Despite instances of allergic reactions, the CDC and medical experts advise those that have not been diagnosed with an allergy to one of the components of the Pfizer or Moderna vaccines to be vaccinated. Individuals should remain for 15 minutes after receiving the injection while those with a history of severe allergic reactions are instructed to remain for 30 minutes.
As we reported, Peter Marks, director of the FDA’s Center for Biologics Evaluation and Research, stated the component suspected of causing reactions is Polyethylene Glycol (PEG), a compound widely used in drugs, cosmetics and other household products. PEG comprises a family of lipids (fats) that help the active ingredient of the vaccine penetrate the cell wall where it can prime the immune system. While more than 2 out of 3 people have antibodies to PEG, allergic reactions are extremely rare. Both the Pfizer and Moderna vaccines contain PEG.
Reactions to PEG are so rare that it will be exceedingly difficult to assemble a cohort of PEG-allergic volunteers, so the study will be comprised of a broader group of individuals with a history of severe reactions to anything.
Said Daniel Rotrosen, director of the Division of Allergy, Immunology and Transplantation at the National Institute of Allergy and Infectious Diseases:
This is not a simple study design.
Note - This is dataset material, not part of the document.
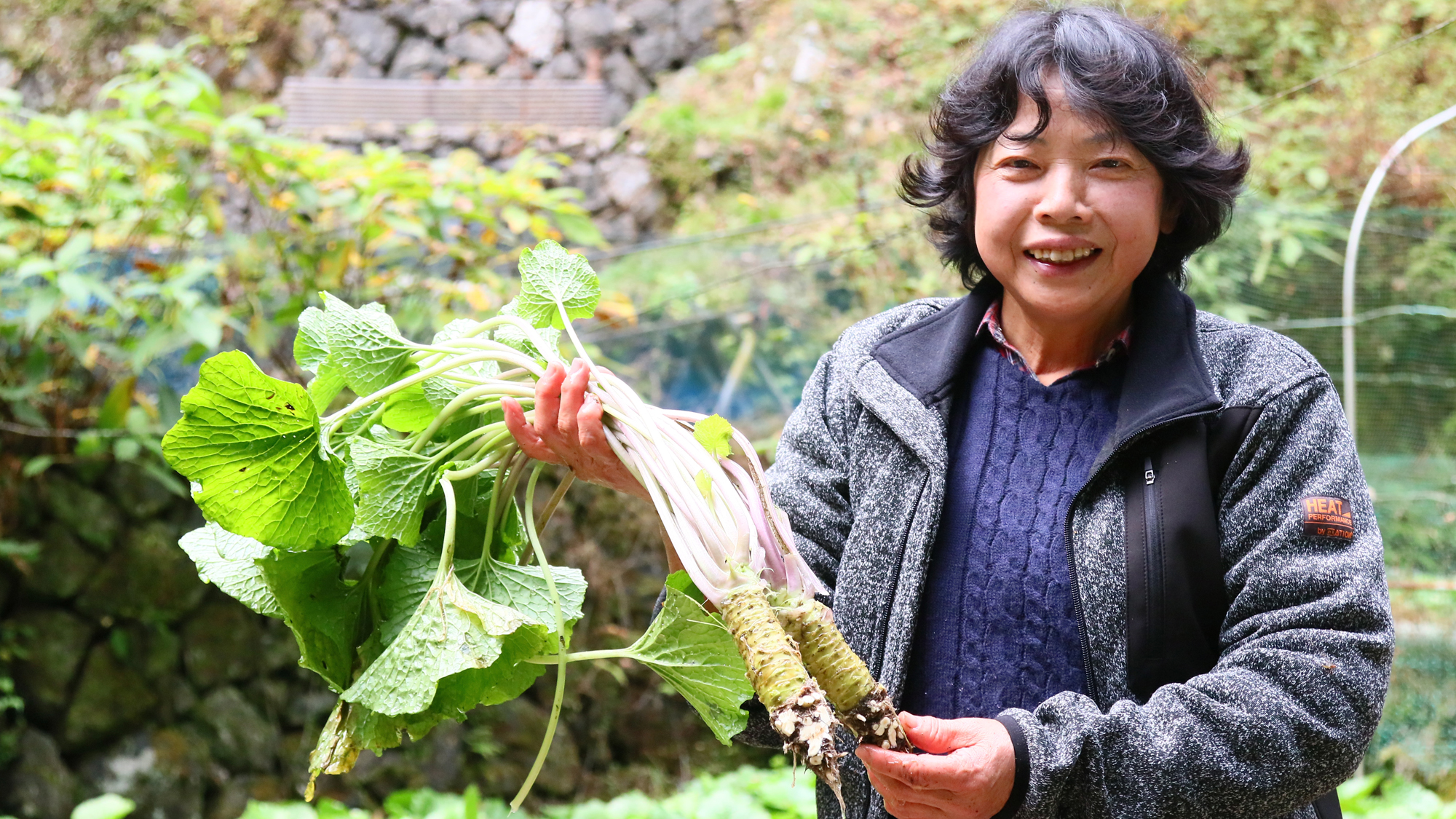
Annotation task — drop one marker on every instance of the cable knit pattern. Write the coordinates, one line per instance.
(997, 625)
(1289, 708)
We expect to be looking at highly allergic individuals. They will be not necessarily so easy to recruit, either. A lot still needs to be done to be sure we have the optimal study design. That said, we’re trying to move as quickly as we can, for obvious reasons.
In an e-mail Sunday, Rotrosen indicated such a study would likely involve several hundred volunteers at clinical sites across the country.
“Such a study would include baseline clinical and laboratory evaluations of participants, administration of the vaccine(s) under close observation, and clinical and laboratory follow-up to assess immune or allergic reactivity,” he wrote.
Dr N Franklin Adkinson, a professor of allergy and immunology at Johns Hopkins Medical School and a participant in the planning sessions for the study, said PEG is the most obvious suspect because it is known to be capable of triggering a severe allergic reaction. He noted that it is possible that such reactions are underreported and as such are more common than realized and suggested that health-care workers who routinely handle medications containing PEG may have unusually high levels of antibodies to them.